Chloe erklärte: „Dein Vater wurde vergiftet. Nachdem du gegangen bist, kam eine Krankenschwester herein, und ich musste mich um eine Patientin kümmern. Als ich nachsehen wollte, war Ashton blass. Wenn ich nicht gerade in diesem Moment hereingekommen wäre, wäre er jetzt nicht mehr am Leben.

“ Im Büro der Oberschwester wartete ein Polizist namens Austin Perry auf Wendy und stellte Fragen. Er zeigte ihr eine Thermoskanne, die unter Ashtons Bett gefunden worden war. „Haben Sie Ihrem Vater etwas in einer Thermoskanne mitgebracht? “, fragte er.

Wendy verneinte. Dann wandte er sich an die Krankenschwester Mindy: „Wer hat gestern Abend den Patienten besucht? “ Mindy stammelte und leugnete, bis Austin sie unter Druck setzte. Schließlich gab sie zu: „Eine Frau hat mich gebeten, sie hereinzulassen.

Sie sagte, sie wolle ihren Mann besuchen. Sie war etwa vierzig Minuten da. “ Auf einem Foto identifizierte Mindy Paloma eindeutig, obwohl die Frau eine rote Perücke getragen hatte. Die Polizei verhaftete Paloma.

Im Verhör leugnete sie zunächst, gestand dann aber: „Ich wollte nur mit Ashton reden. Er verlangte, dass ich ihm das Geld zurückgebe, aber ich wollte nicht alles zurückgeben. Ich ging ins Krankenhaus, um zu verhandeln, aber er fing an zu schreien. Ich war so wütend, dass ich ihm die Brühe aus der Thermoskanne gab.

Ich habe im Internet ein Rezept gefunden, das nur leichte Beschwerden verursachen sollte. Ich wollte nicht, dass er stirbt. Ich wollte nur ein paar Tage, um wegzukommen. “ Sie begann zu weinen.

„Ich wollte Ashton nicht töten. Es war nur ein Scherz. “ Austin seufzte: „Du hast einen seltsamen Sinn für Humor. Denk das nächste Mal mit deinem Kopf, bevor du Witze machst.

Wendy besuchte ihren Vater und fragte: „Warum hast du aus der Thermoskanne getrunken, die Paloma dir gebracht hat? Du hättest sterben können. “

„Ich bin ein Idiot“, sagte Ashton. „Sie hat mich immer wieder überredet, und ich habe nachgegeben.

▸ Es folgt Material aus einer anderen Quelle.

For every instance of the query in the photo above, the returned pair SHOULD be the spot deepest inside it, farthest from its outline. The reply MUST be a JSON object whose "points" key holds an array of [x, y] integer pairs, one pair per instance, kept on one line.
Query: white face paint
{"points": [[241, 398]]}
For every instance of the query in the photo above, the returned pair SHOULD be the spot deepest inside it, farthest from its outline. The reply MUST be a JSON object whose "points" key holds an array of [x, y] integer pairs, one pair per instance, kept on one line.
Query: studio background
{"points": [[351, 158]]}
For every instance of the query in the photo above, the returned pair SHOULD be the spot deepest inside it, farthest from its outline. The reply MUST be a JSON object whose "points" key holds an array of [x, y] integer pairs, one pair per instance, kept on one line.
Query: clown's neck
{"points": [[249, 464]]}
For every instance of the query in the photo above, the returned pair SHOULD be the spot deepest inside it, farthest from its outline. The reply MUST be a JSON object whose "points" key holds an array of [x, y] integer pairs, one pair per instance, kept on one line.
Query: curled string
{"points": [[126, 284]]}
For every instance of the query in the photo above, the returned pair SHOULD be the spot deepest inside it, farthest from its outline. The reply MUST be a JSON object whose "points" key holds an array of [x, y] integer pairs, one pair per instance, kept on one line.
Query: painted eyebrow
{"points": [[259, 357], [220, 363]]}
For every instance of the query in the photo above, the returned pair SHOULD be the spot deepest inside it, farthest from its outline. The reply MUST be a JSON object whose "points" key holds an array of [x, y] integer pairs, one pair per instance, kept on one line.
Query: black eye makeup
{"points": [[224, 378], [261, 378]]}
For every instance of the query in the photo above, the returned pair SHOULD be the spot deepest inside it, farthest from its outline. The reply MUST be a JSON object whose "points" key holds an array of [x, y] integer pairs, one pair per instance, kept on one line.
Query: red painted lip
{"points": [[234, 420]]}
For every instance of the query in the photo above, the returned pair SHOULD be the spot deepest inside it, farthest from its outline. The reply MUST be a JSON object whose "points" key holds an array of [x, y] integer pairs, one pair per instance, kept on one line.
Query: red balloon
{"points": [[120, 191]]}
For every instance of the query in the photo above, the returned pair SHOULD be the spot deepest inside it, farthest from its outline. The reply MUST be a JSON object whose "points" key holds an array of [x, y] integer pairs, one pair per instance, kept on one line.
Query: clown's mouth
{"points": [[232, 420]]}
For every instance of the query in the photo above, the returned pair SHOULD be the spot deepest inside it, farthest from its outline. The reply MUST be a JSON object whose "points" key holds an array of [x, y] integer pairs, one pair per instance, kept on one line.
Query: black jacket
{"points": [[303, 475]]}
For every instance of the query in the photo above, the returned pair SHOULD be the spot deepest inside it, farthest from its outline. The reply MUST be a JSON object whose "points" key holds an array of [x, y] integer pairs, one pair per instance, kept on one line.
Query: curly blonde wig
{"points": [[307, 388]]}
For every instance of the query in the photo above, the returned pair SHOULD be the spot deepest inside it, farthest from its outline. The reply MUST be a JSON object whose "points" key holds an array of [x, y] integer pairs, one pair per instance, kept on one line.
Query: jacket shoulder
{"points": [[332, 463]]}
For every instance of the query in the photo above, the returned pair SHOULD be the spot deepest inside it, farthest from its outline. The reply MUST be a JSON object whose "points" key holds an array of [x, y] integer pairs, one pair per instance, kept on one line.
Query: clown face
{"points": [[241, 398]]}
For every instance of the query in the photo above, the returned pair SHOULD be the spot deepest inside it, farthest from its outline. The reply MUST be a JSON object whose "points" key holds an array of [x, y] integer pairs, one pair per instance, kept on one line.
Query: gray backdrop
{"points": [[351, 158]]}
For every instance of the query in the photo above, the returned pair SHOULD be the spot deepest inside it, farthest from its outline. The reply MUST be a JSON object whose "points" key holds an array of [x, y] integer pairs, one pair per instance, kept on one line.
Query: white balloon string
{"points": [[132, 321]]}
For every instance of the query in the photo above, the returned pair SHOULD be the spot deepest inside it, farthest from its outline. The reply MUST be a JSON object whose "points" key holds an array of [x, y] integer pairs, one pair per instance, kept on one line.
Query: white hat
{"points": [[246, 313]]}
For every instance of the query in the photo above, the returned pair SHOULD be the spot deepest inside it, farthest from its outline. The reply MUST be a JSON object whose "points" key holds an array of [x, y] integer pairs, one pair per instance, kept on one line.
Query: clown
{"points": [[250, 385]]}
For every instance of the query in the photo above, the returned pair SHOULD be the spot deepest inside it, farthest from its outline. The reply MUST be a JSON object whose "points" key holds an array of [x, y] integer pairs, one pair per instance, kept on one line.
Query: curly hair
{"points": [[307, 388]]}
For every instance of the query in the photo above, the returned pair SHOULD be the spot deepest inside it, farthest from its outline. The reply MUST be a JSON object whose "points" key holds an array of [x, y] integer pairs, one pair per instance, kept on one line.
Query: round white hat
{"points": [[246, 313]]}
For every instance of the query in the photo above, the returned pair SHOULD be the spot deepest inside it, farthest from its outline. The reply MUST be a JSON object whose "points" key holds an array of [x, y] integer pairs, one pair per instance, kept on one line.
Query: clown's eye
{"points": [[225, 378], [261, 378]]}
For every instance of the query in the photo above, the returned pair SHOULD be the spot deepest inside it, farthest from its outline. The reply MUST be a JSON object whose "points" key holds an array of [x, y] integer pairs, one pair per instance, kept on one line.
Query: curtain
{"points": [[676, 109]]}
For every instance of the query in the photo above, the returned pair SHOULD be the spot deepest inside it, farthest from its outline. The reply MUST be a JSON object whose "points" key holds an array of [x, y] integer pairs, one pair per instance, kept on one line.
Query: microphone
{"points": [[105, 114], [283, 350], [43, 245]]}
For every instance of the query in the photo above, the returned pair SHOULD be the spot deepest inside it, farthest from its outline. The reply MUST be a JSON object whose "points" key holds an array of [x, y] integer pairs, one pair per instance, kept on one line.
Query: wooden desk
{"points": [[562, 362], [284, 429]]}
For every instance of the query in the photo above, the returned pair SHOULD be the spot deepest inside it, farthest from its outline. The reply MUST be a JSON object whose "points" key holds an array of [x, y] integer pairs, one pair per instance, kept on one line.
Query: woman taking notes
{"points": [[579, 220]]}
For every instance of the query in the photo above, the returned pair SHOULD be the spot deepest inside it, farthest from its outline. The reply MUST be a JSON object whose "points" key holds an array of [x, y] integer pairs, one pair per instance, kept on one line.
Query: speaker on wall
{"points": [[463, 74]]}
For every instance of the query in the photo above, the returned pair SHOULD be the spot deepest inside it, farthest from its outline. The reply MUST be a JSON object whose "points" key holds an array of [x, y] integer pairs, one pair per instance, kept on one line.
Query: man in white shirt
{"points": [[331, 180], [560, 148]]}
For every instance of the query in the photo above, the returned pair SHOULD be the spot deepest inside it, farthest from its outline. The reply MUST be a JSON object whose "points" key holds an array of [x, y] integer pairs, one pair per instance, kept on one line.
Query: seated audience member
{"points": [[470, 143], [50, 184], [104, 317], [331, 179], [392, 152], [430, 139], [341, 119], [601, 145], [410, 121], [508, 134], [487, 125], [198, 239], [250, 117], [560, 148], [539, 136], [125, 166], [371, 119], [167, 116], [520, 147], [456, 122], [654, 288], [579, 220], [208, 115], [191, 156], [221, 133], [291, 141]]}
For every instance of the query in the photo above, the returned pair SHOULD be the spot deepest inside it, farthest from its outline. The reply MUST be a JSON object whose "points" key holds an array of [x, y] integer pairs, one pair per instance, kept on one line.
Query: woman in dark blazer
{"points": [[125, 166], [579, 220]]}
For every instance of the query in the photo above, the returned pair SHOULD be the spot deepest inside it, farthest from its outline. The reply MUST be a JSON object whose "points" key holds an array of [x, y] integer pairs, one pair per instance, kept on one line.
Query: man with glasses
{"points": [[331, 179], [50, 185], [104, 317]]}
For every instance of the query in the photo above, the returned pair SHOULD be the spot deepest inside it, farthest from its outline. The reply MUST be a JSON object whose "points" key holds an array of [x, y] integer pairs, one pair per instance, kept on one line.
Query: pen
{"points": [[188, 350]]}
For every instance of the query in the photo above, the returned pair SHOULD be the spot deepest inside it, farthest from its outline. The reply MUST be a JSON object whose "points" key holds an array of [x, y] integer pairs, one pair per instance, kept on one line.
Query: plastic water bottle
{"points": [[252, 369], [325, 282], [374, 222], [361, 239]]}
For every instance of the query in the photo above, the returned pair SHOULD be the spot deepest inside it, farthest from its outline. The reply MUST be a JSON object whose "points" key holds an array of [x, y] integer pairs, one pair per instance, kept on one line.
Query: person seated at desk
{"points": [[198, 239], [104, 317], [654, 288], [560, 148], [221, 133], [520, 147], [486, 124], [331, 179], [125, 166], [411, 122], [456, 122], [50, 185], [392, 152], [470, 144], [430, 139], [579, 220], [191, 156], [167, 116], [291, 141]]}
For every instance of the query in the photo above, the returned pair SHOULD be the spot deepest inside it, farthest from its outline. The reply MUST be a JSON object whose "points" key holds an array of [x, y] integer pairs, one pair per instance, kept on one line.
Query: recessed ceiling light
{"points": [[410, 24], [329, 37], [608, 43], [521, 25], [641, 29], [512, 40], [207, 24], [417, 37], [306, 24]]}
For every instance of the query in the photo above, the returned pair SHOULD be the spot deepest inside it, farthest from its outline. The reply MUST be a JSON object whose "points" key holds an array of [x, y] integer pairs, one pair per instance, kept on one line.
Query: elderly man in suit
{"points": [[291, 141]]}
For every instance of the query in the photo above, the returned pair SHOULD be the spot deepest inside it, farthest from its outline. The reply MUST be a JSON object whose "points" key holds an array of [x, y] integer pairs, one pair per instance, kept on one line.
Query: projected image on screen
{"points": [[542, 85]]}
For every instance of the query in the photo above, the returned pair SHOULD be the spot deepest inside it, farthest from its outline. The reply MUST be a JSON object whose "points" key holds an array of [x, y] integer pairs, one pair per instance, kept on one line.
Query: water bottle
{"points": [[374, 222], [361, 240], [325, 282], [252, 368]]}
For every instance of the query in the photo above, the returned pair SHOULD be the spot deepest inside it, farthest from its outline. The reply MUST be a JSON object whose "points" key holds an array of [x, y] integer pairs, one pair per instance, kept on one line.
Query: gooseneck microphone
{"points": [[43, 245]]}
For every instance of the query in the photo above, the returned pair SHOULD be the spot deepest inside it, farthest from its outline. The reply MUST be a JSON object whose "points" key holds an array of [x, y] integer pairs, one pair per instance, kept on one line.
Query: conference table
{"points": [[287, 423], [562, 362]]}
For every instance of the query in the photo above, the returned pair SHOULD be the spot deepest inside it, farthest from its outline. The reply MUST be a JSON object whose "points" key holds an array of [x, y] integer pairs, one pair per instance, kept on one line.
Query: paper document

Sie sagte, ihre Tochter Shelly sei mit Ethan durchgebrannt, und sie habe die Perücke getragen, um sie zu suchen. Ich habe ihr geglaubt. Ich wollte etwas Nettes für sie tun, indem ich ihre Brühe trank. “

„Oh, Dad, du bist so vertrauensselig“, sagte Wendy.

Nach Ashtons Entlassung aus dem Krankenhaus fiel er in eine tiefe Depression. Er lehnte Essen und Trinken ab und starrte die Wand an. Wendy wollte das College abbrechen, aber Chloe und Mila bestanden darauf, dass sie weiterstudierte. Mila zog in Ashtons Haus und übernahm die Hausarbeit.

Palomas jüngere Tochter Grace, die nichts von den Taten ihrer Mutter gewusst hatte, erlitt einen Zusammenbruch und flehte Ashton und Wendy um Vergebung an. Bei einer Familienversammlung beschlossen sie, Grace bei sich wohnen zu lassen. „Kinder sind nicht für die Handlungen ihrer Eltern verantwortlich“, sagte Mila. „Es wäre nicht richtig, Grace hinauszuwerfen.

“ Shelly, die mit Ethan weggelaufen war, blieb verschwunden. Ein Jahr später lag das erste Collegejahr hinter Wendy. Sie stieß das Tor zum Haus der Familie auf und hörte Stimmen aus dem Hinterhof. Mila, Grace und Ashton saßen an einem großen Tisch, Ashton im Rollstuhl mit einem Laptop auf dem Schoß.

Chloe und ihr Mann grillten in der Nähe. „Oh, Wendy ist da“, sagte Mila fröhlich. „Komm, setz dich an den Tisch, alles ist fertig. “ Ashton, der in seinen Computer vertieft war, rief plötzlich: „Oh, meine Tochter ist hier!

“ Mila warf die Hände hoch: „Die Tochter ist schon eine Weile hier, und er hat es gerade erst bemerkt. Ich arbeite“, sagte Ashton. „Und nörgel nicht, Mila. Du hast gesagt, ich müsse mich weiterentwickeln.

“ Wendy hörte schweigend zu und lächelte. Sie war einfach froh, dass ihr Vater arbeitete und endlich lächelte. Alle setzten sich um den Tisch, und Ashton füllte sein Glas und sagte: „Auf die Familie. “ Alle anderen wiederholten und erhoben ihre Gläser.

In diesem Moment war Wendy überglücklich, weil sie wusste, dass diese ganze Tortur viel tragischer hätte enden können. Währenddessen saß Paloma in ihrer feuchten Zelle und verfluchte ihr Schicksal, ihren Ex und Wendy, in der festen Überzeugung, dass diese beiden ihr Leben ruiniert hatten. Sie verstand nie, dass sie allein für ihre Fehler verantwortlich war.